Firstly it follows that $g'(t_0) = D_2f(0,t_0) = 0$. I have set up the Taylor expansion, write $\vec{a} = (0,t_0)$, then: $$ f(\vec{a} + \vec{h}) = f(\vec{a}) + D_1f(\vec{a})h_1 + D_2(\vec{a})h_2 + o(\|\vec{h}\|) = f(\vec{a}) + D_1f(\vec{a})h_1 + o(\|\vec{h}\|). $$ Now if $h_1 < 0$ it seems that $f(\vec{a} + \vec{h}) > f(\vec{a})$, or at least has the potential to be greater, so my guess is that it does not hold and we need to specify a counter-example. I have tried several but everything fails.
Let's build $f$ such that $g(t) = t-t^2$ (which attains its maximum at $t_0 = \dfrac12$) but which increases with $x$.
For this purpose, let's try $f(x,y) = x + y - y^2$. When we fix a value for $x$, the graph is simply the same parabola but translated to the top by $x$ (see below the drawing in $\Bbb R^3$ of the surface $z = f(x,y)$).
In this case, $f(0,0.5) = g(0.5) = 0.25$ but $f(1,0.5) = 1.25$ so that $(0,0.5)$ isn't a point of maximum of $f$.

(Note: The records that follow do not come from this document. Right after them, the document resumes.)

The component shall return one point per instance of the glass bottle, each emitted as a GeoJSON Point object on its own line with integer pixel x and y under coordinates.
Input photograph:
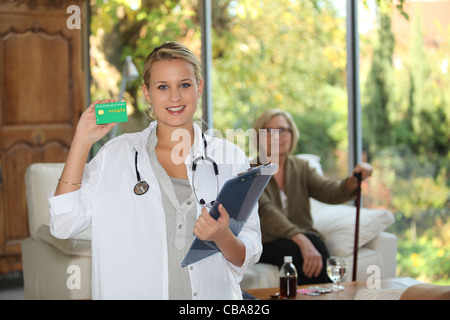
{"type": "Point", "coordinates": [288, 279]}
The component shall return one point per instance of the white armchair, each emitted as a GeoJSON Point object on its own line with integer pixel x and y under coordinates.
{"type": "Point", "coordinates": [52, 268]}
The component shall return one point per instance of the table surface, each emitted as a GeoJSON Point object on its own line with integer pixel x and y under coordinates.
{"type": "Point", "coordinates": [351, 288]}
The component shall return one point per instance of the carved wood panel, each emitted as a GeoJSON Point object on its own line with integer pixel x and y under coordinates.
{"type": "Point", "coordinates": [42, 93]}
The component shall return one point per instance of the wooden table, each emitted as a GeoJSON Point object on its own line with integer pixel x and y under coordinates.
{"type": "Point", "coordinates": [351, 288]}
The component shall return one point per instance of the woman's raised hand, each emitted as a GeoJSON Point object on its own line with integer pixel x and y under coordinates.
{"type": "Point", "coordinates": [88, 131]}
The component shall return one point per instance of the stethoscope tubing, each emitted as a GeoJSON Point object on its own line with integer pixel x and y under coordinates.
{"type": "Point", "coordinates": [142, 186]}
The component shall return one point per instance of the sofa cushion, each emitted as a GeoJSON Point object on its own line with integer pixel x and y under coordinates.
{"type": "Point", "coordinates": [77, 245]}
{"type": "Point", "coordinates": [337, 224]}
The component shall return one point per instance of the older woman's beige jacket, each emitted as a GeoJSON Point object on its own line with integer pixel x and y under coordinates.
{"type": "Point", "coordinates": [301, 183]}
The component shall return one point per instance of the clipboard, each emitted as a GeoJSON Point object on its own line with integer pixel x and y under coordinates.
{"type": "Point", "coordinates": [239, 196]}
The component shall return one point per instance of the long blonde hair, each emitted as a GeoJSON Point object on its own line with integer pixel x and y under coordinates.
{"type": "Point", "coordinates": [268, 114]}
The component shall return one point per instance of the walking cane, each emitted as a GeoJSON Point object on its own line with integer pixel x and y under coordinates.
{"type": "Point", "coordinates": [358, 176]}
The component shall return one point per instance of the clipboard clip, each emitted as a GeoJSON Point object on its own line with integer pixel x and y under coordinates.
{"type": "Point", "coordinates": [258, 169]}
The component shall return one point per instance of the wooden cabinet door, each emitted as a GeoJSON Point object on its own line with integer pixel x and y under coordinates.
{"type": "Point", "coordinates": [42, 94]}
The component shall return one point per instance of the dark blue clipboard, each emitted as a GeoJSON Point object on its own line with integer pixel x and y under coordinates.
{"type": "Point", "coordinates": [239, 196]}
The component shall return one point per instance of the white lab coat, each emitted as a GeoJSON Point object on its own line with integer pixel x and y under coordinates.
{"type": "Point", "coordinates": [129, 249]}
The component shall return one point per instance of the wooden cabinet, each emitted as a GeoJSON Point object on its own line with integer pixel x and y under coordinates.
{"type": "Point", "coordinates": [43, 91]}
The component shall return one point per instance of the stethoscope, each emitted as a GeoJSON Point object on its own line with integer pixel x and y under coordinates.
{"type": "Point", "coordinates": [142, 186]}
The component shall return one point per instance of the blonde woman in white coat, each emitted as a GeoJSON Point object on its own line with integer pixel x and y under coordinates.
{"type": "Point", "coordinates": [138, 241]}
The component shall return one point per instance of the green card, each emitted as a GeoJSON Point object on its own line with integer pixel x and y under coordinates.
{"type": "Point", "coordinates": [111, 112]}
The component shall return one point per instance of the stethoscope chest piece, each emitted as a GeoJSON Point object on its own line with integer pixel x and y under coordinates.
{"type": "Point", "coordinates": [140, 188]}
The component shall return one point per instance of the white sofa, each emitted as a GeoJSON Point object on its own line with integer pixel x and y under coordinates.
{"type": "Point", "coordinates": [61, 269]}
{"type": "Point", "coordinates": [377, 251]}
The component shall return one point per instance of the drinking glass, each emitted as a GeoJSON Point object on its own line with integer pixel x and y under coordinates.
{"type": "Point", "coordinates": [336, 270]}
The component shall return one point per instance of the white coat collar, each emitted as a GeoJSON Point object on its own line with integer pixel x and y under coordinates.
{"type": "Point", "coordinates": [197, 149]}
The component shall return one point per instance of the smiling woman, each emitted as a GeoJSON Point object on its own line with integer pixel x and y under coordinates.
{"type": "Point", "coordinates": [159, 223]}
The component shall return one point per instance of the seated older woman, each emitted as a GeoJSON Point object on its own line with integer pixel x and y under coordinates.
{"type": "Point", "coordinates": [284, 209]}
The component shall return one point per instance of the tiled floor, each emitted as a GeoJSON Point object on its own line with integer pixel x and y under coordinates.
{"type": "Point", "coordinates": [11, 287]}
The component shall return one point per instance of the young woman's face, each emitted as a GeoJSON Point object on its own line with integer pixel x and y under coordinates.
{"type": "Point", "coordinates": [173, 92]}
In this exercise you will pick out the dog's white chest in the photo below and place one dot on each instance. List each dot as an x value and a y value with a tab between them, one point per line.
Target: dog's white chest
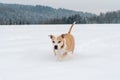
60	51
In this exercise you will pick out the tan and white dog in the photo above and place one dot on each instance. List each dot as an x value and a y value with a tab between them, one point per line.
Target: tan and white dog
63	44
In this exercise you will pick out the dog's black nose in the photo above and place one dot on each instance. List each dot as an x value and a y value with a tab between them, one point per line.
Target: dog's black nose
55	47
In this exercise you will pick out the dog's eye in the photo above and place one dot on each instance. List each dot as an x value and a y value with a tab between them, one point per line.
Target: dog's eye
59	41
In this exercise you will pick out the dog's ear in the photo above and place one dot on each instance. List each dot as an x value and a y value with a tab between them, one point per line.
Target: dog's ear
63	35
51	36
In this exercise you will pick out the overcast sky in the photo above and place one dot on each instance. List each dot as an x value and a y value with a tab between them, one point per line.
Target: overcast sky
93	6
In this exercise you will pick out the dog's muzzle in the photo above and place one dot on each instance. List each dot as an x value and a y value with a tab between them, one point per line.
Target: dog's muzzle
55	47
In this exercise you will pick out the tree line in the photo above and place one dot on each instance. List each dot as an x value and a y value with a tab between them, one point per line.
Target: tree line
108	17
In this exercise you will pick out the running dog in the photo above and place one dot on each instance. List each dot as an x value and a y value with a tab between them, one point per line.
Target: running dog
63	44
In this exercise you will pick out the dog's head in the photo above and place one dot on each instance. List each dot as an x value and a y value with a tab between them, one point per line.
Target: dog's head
58	42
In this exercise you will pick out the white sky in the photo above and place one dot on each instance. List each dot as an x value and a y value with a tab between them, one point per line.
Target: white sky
93	6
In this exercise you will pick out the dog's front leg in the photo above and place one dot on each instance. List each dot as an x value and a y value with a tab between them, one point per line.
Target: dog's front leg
63	55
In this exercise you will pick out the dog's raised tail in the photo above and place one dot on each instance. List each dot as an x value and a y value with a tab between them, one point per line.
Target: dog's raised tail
71	27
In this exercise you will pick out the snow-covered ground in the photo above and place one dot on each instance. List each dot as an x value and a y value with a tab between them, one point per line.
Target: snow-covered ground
26	53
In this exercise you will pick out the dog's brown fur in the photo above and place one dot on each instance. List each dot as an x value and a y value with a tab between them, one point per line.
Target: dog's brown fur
67	41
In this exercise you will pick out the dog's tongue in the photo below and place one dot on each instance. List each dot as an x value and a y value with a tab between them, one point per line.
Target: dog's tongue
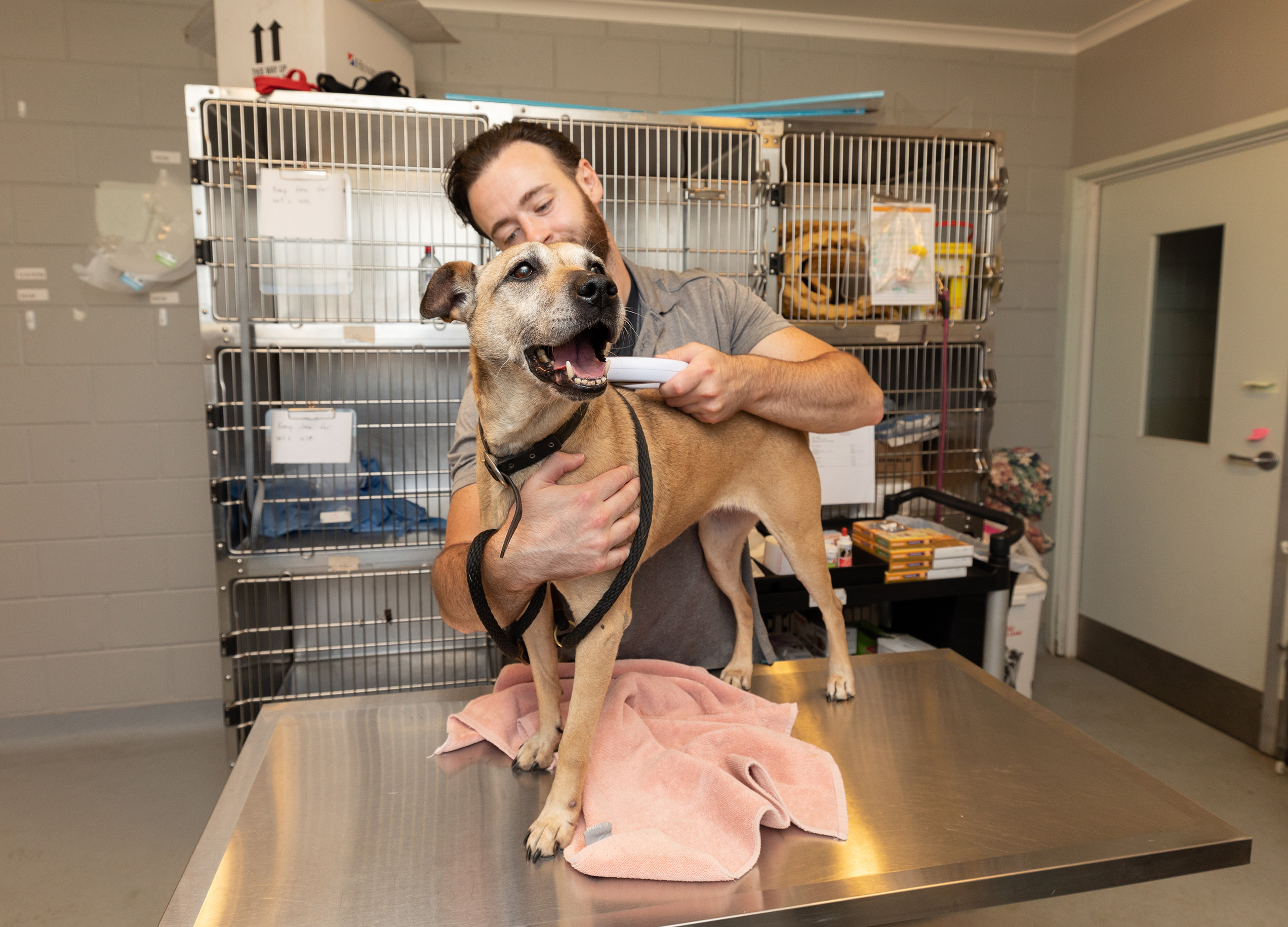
580	359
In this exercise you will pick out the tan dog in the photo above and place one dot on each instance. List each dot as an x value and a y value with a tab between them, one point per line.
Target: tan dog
541	319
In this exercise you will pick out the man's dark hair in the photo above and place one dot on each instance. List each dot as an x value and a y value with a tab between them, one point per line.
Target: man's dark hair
470	162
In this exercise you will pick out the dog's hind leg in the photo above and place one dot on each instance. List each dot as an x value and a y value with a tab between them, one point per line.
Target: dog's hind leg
801	539
723	534
595	655
539	751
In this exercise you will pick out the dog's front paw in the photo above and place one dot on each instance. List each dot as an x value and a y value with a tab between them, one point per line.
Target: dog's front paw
737	676
552	832
538	751
840	684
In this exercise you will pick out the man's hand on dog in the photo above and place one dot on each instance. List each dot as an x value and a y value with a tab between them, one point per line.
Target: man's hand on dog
713	387
569	531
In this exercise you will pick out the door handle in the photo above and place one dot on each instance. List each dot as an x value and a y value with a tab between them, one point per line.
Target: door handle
1265	459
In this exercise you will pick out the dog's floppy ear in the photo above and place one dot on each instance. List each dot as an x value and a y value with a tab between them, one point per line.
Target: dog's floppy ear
451	292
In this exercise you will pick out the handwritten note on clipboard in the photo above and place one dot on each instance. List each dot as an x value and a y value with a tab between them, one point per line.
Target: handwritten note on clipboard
311	435
847	466
306	231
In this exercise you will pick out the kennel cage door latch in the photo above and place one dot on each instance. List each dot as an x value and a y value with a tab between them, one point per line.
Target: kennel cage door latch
706	194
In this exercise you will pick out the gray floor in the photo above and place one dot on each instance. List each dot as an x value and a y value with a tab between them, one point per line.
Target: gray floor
98	835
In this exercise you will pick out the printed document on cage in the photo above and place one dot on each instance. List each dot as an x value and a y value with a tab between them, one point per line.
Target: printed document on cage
313	436
847	466
306	235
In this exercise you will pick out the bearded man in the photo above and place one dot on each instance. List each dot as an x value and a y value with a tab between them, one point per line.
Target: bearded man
525	182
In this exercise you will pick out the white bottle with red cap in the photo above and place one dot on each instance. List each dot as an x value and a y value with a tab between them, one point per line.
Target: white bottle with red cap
846	550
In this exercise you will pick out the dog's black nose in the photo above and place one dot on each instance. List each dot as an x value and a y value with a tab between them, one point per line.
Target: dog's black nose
597	289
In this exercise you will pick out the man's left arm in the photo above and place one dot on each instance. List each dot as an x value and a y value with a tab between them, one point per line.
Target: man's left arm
789	377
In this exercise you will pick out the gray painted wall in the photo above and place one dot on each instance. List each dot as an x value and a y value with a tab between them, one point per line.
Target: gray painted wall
106	574
106	564
1204	65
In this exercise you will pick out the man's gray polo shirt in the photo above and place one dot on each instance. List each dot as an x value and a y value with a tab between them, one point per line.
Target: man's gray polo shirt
678	611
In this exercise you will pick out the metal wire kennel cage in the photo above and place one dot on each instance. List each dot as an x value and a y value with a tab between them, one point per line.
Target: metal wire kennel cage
324	568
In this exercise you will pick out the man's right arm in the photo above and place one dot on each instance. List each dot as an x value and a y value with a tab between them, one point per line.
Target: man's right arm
566	531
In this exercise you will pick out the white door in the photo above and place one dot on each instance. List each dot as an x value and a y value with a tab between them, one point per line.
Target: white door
1190	356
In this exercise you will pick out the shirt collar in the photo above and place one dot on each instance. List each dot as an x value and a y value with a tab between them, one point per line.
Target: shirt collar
654	294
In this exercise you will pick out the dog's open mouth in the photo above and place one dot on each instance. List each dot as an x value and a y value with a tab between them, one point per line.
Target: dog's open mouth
577	364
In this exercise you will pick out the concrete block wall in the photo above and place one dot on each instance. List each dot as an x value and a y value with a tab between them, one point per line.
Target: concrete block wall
106	560
648	67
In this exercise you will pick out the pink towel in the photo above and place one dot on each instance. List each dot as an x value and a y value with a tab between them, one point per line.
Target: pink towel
685	767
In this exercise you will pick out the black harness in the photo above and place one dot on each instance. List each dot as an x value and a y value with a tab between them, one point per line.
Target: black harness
510	640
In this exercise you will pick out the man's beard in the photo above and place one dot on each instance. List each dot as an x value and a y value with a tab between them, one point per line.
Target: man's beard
593	233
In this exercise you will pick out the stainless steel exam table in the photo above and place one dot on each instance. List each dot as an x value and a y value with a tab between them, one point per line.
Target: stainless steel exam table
961	793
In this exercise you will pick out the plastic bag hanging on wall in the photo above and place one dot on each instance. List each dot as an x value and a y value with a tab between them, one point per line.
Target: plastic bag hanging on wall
145	237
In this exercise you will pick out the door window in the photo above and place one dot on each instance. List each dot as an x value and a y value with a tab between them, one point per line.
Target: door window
1183	334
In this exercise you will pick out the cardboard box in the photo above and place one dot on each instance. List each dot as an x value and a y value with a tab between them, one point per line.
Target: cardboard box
339	38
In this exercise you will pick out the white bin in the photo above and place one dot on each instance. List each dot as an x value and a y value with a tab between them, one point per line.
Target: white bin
1022	633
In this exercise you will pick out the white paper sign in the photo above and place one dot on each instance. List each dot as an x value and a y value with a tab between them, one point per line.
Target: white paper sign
311	435
847	466
303	204
306	243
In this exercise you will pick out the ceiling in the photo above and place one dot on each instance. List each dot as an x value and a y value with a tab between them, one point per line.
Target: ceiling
1042	16
1043	26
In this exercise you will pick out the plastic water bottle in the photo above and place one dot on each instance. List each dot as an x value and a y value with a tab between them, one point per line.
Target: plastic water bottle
428	265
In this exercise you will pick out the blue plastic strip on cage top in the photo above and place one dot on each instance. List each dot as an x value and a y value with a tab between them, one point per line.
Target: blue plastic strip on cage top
811	105
467	98
773	114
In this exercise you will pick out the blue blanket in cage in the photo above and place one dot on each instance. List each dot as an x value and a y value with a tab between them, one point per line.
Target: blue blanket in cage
309	505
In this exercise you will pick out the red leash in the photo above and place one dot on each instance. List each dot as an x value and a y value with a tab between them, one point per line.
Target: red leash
266	86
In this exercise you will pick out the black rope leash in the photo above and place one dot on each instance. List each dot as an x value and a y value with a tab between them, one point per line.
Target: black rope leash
510	640
501	469
576	635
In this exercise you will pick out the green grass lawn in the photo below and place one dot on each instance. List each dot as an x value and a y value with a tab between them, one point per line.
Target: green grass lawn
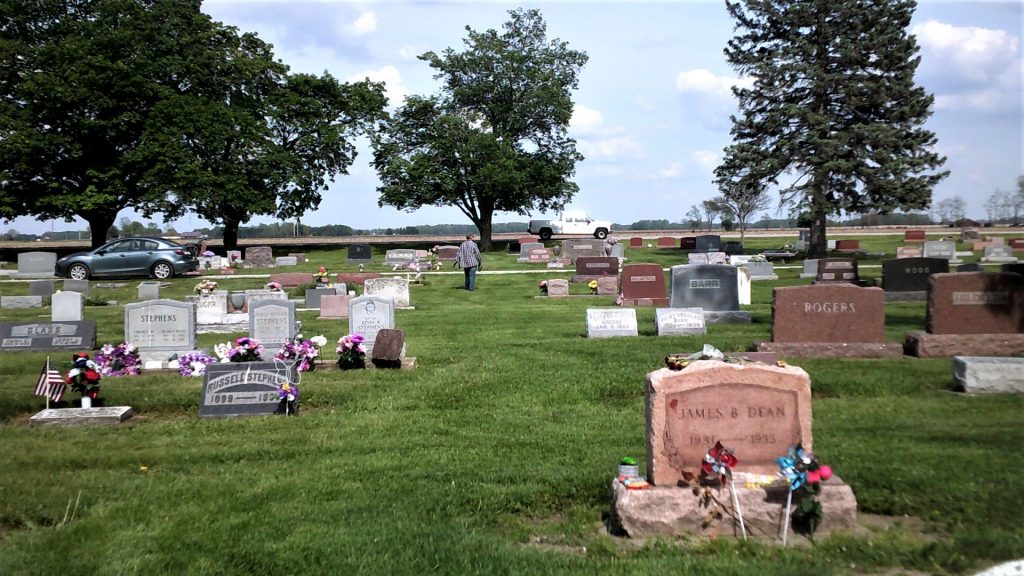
494	456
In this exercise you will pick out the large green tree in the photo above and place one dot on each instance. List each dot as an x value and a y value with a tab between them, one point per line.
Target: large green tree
79	82
834	106
495	137
249	138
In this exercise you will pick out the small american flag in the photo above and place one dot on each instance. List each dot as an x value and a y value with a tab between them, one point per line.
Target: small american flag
50	383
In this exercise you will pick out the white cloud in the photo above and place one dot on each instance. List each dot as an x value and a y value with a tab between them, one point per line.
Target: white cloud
364	25
586	120
979	54
393	86
702	81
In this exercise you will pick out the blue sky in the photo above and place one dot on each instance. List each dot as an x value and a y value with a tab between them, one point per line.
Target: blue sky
652	111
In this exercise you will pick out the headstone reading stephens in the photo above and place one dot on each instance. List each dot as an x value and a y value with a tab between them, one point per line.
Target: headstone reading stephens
368	315
271	323
36	264
679	321
259	256
643	285
67	306
838	270
394	288
244	388
611	322
160	328
359	253
32	336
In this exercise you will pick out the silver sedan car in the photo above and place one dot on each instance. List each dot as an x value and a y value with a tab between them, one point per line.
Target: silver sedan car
130	256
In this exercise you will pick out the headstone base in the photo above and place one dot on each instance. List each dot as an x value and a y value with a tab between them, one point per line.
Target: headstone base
923	344
111	415
677	511
907	296
834	350
726	317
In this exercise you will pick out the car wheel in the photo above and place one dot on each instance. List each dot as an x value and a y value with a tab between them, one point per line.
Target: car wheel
78	272
163	271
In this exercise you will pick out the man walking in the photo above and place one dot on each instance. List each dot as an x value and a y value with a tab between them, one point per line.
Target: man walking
469	259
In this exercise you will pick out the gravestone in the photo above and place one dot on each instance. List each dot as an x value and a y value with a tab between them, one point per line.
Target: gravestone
211	309
81	286
359	253
244	388
757	410
388	348
368	315
446	253
539	255
975	374
11	302
286	261
679	321
972	314
36	264
160	328
708	243
334	306
259	256
271	323
910	275
148	291
399	257
810	269
573	248
940	249
998	253
526	249
838	270
314	295
591	268
394	288
761	271
643	285
33	336
603	323
43	288
712	287
909	251
67	306
607	286
558	288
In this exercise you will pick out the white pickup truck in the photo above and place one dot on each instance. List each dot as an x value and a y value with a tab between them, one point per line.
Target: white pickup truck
570	223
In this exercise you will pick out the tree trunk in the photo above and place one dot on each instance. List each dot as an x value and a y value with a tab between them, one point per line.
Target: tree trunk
99	224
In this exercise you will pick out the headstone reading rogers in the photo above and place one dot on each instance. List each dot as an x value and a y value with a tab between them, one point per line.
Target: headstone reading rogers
603	323
160	328
244	388
271	323
757	410
394	288
36	264
643	285
31	336
359	253
679	321
368	315
259	256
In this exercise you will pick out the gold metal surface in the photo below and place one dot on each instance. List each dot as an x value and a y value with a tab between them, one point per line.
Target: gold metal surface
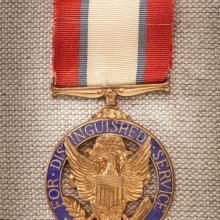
110	92
103	179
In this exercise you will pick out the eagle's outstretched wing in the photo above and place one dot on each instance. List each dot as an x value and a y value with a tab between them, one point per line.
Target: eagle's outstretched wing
83	170
136	173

Edit: I did not see the condition $D_1f(0,t_0)<0$. Thus I propose a new counterexample $f(x,y) = x^2-\dfrac12 x+y-y^2$ (see the new picture below).
Here, the idea was to add a function of $x$ (that is, $x^2-x$ here) which begins by decreasing when $x$ increases from 0 (in particular, $D_1f(0,0.5) = -\dfrac 12<0$) and then has a sufficiently strong increase when $x$ approaches $1$ so that $f(1,0.5)>f(0,0.5)$.